14 Nov 2013

Housing 'increasingly desperate struggle'

12:56 pm on 14 November 2013

A housing report by the Salvation Army has found a third of New Zealanders are struggling to access good quality, secure and affordable housing.

The report says young people and non-homeowners who are retiring are the most likely to need help.

Report author Mr Johnson says the proportion of people struggling to get good affordable housing has been at about 30% for a number of years, but of late those people seem to be getting more and more desperate.

He told Radio New Zealand's Nine to Noon programme the Salvation Army's office in South Auckland is constantly dealing with families in need of accommodation and some turn up with nowhere to sleep that night.

"It seems as though the depth of the problem and the desperation of the problem is getting worse," he said.

"In some respects ... it's to do with the transitions that Housing New Zealand are going through and the extent to which Housing New Zealand is able to respond (those) sort of acute housing needs."

Mr Johnson says Housing New Zealand has not been housing enough families and it has made it harder for them to get on the waiting list.

However Housing Minister Nick Smith says a large number of families have been housed recently.
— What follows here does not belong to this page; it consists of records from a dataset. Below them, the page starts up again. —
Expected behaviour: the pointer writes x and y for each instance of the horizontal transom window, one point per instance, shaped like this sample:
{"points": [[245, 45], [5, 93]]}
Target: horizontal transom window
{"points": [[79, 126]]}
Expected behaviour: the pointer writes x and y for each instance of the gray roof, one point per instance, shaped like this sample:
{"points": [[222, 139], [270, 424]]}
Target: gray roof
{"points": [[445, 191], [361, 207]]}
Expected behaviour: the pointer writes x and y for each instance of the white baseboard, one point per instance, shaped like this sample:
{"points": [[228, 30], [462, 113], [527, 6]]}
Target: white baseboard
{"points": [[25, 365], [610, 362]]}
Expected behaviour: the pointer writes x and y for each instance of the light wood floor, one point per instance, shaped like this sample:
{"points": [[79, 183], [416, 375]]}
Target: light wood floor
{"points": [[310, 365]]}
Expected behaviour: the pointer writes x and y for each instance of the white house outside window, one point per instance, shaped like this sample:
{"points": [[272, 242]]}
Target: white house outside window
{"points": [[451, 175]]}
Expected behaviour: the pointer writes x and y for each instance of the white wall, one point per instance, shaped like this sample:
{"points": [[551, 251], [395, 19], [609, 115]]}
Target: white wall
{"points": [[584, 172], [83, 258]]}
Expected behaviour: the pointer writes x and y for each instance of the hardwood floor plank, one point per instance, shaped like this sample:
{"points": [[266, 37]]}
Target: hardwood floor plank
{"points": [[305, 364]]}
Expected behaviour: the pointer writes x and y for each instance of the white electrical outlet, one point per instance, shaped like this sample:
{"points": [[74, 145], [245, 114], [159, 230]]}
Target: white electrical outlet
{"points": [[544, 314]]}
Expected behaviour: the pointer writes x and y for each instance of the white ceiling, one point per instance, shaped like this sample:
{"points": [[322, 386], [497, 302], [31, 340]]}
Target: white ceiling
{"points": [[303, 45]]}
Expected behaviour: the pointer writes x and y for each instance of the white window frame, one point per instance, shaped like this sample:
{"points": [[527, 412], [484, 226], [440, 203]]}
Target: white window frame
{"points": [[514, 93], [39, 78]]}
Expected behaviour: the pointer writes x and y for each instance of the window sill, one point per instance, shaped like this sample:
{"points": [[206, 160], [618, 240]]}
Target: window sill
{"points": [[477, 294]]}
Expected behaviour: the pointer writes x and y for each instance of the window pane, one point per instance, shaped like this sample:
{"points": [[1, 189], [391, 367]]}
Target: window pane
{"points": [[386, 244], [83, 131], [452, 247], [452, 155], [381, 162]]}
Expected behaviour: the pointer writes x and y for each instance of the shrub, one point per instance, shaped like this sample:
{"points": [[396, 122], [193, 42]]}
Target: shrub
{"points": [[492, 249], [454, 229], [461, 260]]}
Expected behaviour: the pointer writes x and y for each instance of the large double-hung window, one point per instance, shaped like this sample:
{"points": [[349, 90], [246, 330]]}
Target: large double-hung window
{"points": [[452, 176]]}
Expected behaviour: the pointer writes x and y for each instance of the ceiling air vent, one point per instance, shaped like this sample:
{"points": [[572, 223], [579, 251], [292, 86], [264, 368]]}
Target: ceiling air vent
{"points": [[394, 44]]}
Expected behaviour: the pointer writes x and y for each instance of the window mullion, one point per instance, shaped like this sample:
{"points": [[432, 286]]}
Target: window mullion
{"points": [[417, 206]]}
"In the last month we've had some of the highest levels of placement of families in our state housing."

Dr Smith said a change in criteria has to give priority to families with risk of rheumatic fever.

He acknowledges there is a gap in the housing market for low-income elderly people and he wants to have further discussions with the Salvation Army about this.

Mr Johnson, the Salvation Army's policy advisor, says Government policy shifts in 1993 to dismantle home ownership assistance policies and introduce the accommodation supplement were not evidence-based.

He says consecutive governments have failed to gauge the impact of that and have not used common sense or compassion to drive housing policy. Mr Johnson says a wide-ranging and fundamental review of the policy is urgently required.